According to the Huffington Post, “The case revolves around six employees who were fired by Hampton Sheriff B.J. Roberts after they supported his re-election opponent in 2009. One of those workers, Daniel Ray Carter, had ‘liked’ the Facebook page of Roberts’ opponent.”
Facebook and the American Civil Liberties Union (ACLU) are battling in appeals court to get a former decision, by U.S. District Judge Raymond Jackson, overturned. He said that a mere ‘like’ did not constitute speech or constitutional protection. He was further quoted as saying, “In cases where courts have found that constitutional speech protections extended to Facebook posts, actual statements existed within the record.”
Roberts said that that wasn’t necessarily the reason the employees were fired, as he wanted to replace some of them with sworn deputies. He also said, however, that what they did (supporting his opponent) “hindered the harmony and efficiency of the office.”
Sounds more like grade school resentment of differing opinions.

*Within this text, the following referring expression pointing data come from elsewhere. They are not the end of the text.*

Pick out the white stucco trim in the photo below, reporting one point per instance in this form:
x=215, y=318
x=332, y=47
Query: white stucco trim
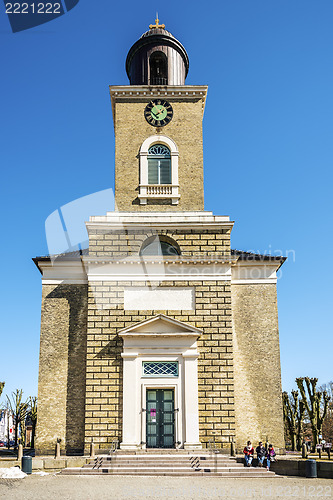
x=172, y=189
x=163, y=299
x=247, y=272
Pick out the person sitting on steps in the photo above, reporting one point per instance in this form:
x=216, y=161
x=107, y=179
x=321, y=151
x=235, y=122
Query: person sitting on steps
x=248, y=454
x=270, y=456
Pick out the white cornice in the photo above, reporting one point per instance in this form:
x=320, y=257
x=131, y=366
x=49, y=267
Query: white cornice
x=141, y=93
x=159, y=220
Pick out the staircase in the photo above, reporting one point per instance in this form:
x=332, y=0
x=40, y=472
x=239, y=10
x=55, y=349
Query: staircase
x=177, y=463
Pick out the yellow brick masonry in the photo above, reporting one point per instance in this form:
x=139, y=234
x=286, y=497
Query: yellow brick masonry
x=106, y=316
x=61, y=383
x=258, y=401
x=131, y=130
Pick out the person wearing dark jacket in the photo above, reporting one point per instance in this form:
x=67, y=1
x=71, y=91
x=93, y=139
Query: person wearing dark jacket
x=270, y=456
x=248, y=454
x=261, y=453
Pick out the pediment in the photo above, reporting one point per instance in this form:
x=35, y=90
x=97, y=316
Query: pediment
x=160, y=325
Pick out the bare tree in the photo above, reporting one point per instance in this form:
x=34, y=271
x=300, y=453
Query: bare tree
x=315, y=402
x=19, y=410
x=328, y=420
x=293, y=412
x=33, y=416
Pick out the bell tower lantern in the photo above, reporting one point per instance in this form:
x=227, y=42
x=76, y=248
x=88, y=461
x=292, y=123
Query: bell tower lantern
x=158, y=128
x=157, y=58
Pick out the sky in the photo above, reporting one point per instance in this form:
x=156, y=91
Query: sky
x=268, y=149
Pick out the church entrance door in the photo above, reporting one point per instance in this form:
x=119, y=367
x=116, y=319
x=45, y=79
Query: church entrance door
x=160, y=430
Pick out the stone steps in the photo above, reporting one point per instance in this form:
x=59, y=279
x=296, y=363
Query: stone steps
x=172, y=464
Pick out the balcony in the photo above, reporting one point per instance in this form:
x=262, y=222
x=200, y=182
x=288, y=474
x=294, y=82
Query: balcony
x=157, y=80
x=158, y=191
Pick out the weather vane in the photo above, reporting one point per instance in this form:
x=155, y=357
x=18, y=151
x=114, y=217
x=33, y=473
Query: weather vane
x=157, y=25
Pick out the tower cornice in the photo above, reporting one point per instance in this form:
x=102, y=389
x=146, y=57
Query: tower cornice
x=140, y=93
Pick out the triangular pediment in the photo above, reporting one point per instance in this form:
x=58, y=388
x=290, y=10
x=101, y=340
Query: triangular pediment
x=160, y=325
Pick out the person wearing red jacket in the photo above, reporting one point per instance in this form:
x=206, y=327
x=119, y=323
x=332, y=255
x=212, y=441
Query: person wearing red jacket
x=270, y=456
x=248, y=454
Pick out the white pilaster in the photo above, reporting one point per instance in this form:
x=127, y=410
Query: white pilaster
x=130, y=410
x=191, y=401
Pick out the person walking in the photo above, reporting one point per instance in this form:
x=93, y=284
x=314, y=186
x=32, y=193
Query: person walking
x=248, y=454
x=261, y=453
x=270, y=456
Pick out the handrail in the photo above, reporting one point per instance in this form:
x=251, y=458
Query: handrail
x=114, y=445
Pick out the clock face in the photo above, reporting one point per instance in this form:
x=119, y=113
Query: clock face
x=158, y=112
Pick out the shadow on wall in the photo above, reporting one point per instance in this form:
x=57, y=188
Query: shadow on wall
x=77, y=298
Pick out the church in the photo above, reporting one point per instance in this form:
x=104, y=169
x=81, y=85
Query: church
x=159, y=335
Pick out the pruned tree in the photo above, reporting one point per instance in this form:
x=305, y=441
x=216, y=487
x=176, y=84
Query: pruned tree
x=293, y=412
x=33, y=416
x=316, y=404
x=328, y=420
x=19, y=409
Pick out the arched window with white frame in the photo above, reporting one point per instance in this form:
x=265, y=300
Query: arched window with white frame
x=159, y=164
x=158, y=170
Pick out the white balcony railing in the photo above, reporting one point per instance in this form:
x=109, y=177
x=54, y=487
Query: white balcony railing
x=162, y=191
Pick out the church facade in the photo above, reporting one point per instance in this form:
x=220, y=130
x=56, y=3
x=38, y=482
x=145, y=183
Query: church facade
x=159, y=335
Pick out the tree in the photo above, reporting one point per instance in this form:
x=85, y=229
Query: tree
x=293, y=412
x=19, y=410
x=316, y=404
x=33, y=416
x=328, y=420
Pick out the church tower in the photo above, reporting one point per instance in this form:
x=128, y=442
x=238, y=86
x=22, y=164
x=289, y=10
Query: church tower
x=159, y=335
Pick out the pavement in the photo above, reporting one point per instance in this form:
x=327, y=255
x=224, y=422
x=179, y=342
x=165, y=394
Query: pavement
x=54, y=486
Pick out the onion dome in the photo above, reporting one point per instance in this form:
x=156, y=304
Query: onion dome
x=157, y=58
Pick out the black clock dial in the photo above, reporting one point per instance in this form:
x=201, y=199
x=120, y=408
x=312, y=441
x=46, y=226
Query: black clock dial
x=158, y=112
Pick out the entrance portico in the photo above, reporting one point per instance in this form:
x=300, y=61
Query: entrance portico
x=160, y=361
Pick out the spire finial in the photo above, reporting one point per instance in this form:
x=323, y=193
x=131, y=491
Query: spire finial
x=157, y=25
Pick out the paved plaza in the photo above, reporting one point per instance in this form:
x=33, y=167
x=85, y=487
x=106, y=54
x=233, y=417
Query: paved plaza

The ACLU argued that, ”It is binding First Amendment law that irrespective of an employee’s position, a public employer cannot terminate him or her for speech on a matter of public concern unrelated to his or her job duties.”
Facebook, meanwhile, seems to be concentrating on establishing ‘likes’ as protected speech, saying, “If Carter had stood on a street corner and announced, ‘I like Jim Adams for Hampton sheriff,’ there would be no dispute that his statement was constitutionally protected speech.” The company went on to say, “Carter made that very statement; the fact that he did it online, with a click of a computer’s mouse, does not deprive Carter’s speech of constitutional protection.”